Lesley Groff mentioned 157,000 times in Epstein files
For nearly two decades, Lesley Groff ran Jeffrey Epstein’s life.
From 2001 until Epstein died in a New York prison cell in 2019 while facing charges of trafficking hundreds of women and girls for sex, Groff, a New Canaan resident, was his executive assistant, keeping a tight handle on his schedule, meetings and travel.
If a world leader wanted to fly on Epstein’s plane or needed an assist getting their kid into college, they went to Groff. She dealt with everyone from Prince Andrew and Elon Musk to Steve Bannon and Woody Allen while steering Epstein’s professional and personal calendars.

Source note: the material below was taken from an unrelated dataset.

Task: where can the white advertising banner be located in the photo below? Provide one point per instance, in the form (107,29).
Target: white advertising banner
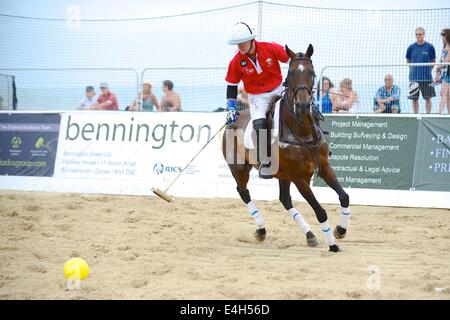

Her presence in the Epstein files, released by the Department of Justice in batches since December, is nothing short of ubiquitous, and helps pull back the curtain on one of the less scrutinized members of Epstein’s inner circle.
Groff ’s name appears at least 157,613 times in the files, a figure that dwarfs other more well-known members of Epstein’s network, including convicted sex trafficker Ghislaine Maxwell (13,169 mentions), deceased French model and alleged recruiter Jean-Luc Brunel (4,727 mentions), Epstein’s accountant Richard Kahn (52,781 mentions) and his personal lawyer Darren Indyke (17,783 mentions).
She is so prominent that DOJ lawyers even debated how to handle all the files mentioning her, according to internal department emails from October 2020 included in the files’ release.
“She was Epstein’s primary secretary who handled the travel logistics for
Epstein, his employees, and the victims who traveled. So it makes sense that her last name has so many hits,” one federal attorney, whose name was redacted, wrote in the documents.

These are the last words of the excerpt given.